Revenue volatility – two words that hit close to home for any sales professional in this disruptive market. Maintaining consistent revenue has become a delicate balance of strategy and adaptability.
Explore key indicators of revenue volatility and outline actions you can take to help mitigate revenue fluctuations with confidence.
Picture the last four years: it’s been a whirlwind of challenges for sales professionals from all angles. The global health crisis, inflation, a potential recession, and intense competition are just a few factors causing instability. It’s no surprise that consumers and businesses are reassessing their spending habits, fostering a more risk-averse environment.
As if that wasn't enough, there is instability in the labor and talent markets. And companies are steadily decreasing their capital spending between now and 2025. It all leads to confusion over how to best lead and manage a business. Less than 50% of sellers in the past five years have hit their quotas. There’s uncertainty in where to invest, who to trust, and what’s going to happen next.
To shed more light on the issue, we took a closer look at the performance of Fortune 500 companies over the past decade. We examined their revenue volatility, measuring how much their revenue has fluctuated year to year.
Between 2013 and 2017, there was moderate fluctuation, with an average year-over-year change of 5.5%. However, from 2018 to 2022, you really start to see the spikes. The revenue volatility number more than doubled as external and internal factors became even more intense.
What does this tell us? It's evident that predicting or controlling revenue is more challenging today, than it has been over the last 10 years. And that’s really impacting sales leaders confidence moving forward.
So how can you be more confident in your planning and decision-making? The first step is try to get ahead of it.

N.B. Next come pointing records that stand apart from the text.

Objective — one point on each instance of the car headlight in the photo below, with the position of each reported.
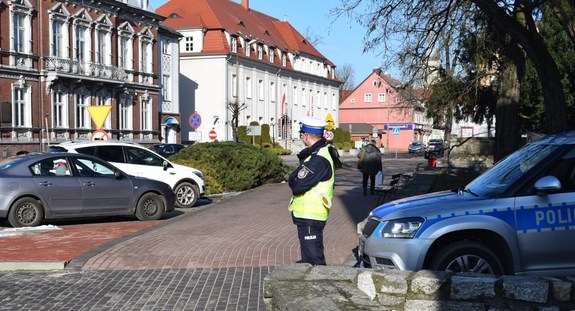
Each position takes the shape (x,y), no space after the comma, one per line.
(404,228)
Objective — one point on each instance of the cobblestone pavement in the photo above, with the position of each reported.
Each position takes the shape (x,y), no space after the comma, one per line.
(214,259)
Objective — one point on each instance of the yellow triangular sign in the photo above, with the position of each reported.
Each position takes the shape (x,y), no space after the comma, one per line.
(99,114)
(329,121)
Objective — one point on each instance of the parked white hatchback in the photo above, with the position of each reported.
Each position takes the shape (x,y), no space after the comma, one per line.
(136,160)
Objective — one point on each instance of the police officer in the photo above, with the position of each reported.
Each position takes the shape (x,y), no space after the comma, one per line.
(312,191)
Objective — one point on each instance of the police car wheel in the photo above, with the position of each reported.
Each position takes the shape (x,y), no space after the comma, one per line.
(467,256)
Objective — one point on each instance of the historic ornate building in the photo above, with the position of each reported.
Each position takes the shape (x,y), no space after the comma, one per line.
(231,54)
(57,58)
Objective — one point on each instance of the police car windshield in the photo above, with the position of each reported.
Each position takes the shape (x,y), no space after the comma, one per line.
(508,171)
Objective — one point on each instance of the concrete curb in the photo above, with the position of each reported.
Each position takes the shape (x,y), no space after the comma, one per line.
(32,265)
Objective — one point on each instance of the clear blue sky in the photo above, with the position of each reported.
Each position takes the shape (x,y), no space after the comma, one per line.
(341,42)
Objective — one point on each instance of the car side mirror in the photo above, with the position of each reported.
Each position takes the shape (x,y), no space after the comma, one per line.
(547,184)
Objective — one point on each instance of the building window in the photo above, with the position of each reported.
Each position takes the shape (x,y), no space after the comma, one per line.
(189,44)
(272,92)
(146,114)
(59,111)
(146,62)
(381,97)
(166,87)
(145,65)
(165,47)
(57,39)
(19,38)
(260,52)
(248,50)
(367,97)
(101,47)
(261,90)
(82,101)
(21,109)
(248,87)
(272,55)
(234,85)
(126,112)
(80,43)
(234,44)
(123,52)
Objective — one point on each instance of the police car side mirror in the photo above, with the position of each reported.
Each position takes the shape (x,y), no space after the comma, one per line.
(547,184)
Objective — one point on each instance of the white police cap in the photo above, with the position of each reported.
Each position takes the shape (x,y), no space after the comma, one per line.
(312,125)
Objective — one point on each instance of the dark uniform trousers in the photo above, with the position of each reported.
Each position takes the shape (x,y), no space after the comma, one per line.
(310,234)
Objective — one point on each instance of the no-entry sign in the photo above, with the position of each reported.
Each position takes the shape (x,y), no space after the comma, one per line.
(212,135)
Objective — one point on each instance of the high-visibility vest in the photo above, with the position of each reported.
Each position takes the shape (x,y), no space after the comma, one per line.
(315,203)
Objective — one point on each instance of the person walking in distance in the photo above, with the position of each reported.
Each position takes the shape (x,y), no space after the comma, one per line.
(369,164)
(312,185)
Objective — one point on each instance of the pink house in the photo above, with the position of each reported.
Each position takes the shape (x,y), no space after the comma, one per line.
(382,105)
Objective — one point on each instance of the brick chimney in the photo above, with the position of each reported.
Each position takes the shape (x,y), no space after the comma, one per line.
(246,4)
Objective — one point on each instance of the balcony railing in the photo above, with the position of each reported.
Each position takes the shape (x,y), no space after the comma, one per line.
(87,69)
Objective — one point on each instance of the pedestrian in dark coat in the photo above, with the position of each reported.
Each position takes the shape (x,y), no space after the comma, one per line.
(369,164)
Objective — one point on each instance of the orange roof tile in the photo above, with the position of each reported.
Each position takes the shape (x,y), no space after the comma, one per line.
(217,15)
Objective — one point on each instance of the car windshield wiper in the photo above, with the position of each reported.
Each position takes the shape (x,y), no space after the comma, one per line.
(461,190)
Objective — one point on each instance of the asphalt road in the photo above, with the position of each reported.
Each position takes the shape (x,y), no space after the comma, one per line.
(210,258)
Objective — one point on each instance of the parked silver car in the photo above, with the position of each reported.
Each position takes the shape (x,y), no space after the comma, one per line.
(516,218)
(35,187)
(415,147)
(188,183)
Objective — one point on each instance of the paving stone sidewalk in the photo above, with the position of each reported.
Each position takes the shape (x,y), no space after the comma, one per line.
(215,259)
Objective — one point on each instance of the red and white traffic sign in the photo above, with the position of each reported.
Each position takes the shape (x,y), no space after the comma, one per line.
(99,135)
(212,135)
(328,135)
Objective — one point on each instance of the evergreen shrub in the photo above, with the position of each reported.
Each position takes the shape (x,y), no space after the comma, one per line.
(232,167)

To effectively tackle revenue volatility, it is essential to pay attention to the early warning signs. Harvard Business Review suggests when companies identify “trigger points, signposts, and metrics” to keep an eye on, it creates a competitive advantage. It gives you more agility to shift strategies before the competition is made aware.
Sales Key Performance Indicators (KPIs) that can indicate volatility:
The monthly, quarterly, and annual revenue numbers are your North Star. Consistently monitor them to spot trends and irregularities.
A dip or surge in growth rates over time can indicate potential revenue volatility on the horizon.
High customer churn rates may suggest underlying problems affecting your revenue stream.
Over-reliance on a few key customers can be risky. Diversify your customer base to mitigate the impact of sudden changes in their business circumstances.
Fluctuations in cash flow can disrupt your day-to-day operations and negatively impact revenue stability.
The number of deals in your pipeline and their stages provide a glimpse into future revenue. An unhealthy pipeline could signify potential trouble.
Accurate forecasts help you anticipate shifts in demand and plan resources accordingly.
Don't underestimate the power of customer sentiment. Early warnings from feedback and complaints can help you make necessary adjustments.
If the warning signs are there, here are 7 actions you can take to get back on track for predictable and sustainable revenue growth.
Leverage the wealth of data at your fingertips to make informed decisions. Use advanced analytics tools to identify patterns and anticipate shifts.
Watch for more insight into the importance of data-driven decision-making.
Reduce the risk of revenue concentration by expanding your customer base. This acts as a buffer against the impact of a single customer's unpredictable decisions.
Nurture a healthy sales pipeline. Consistent and strategic efforts ensure a steady stream of potential revenue, even when the tides turn.
Embrace agile forecasting techniques. Regularly update your forecasts based on changing market dynamics and customer demands.
Prioritize customer satisfaction and engagement. Happy customers are more likely to remain loyal, providing a stable revenue base.
Watch this clip to hear more about the importance of the customer journey.
Keep a vigilant eye on cash flow trends and customer retention rates. Detecting anomalies early allows for quick corrective action.
Encourage cross-functional collaboration between sales, marketing, and operations. Working together helps mitigate potential revenue shocks.
Stephen Hawking once said: “Intelligence is the ability to adapt to change.” The Fortune 500 data is clear – revenue volatility is real, and it's intensifying. However, challenges are the stepping stones to success. Data-driven insights, a customer-centric mindset, and a flexible approach can lead to predictable, stable revenue.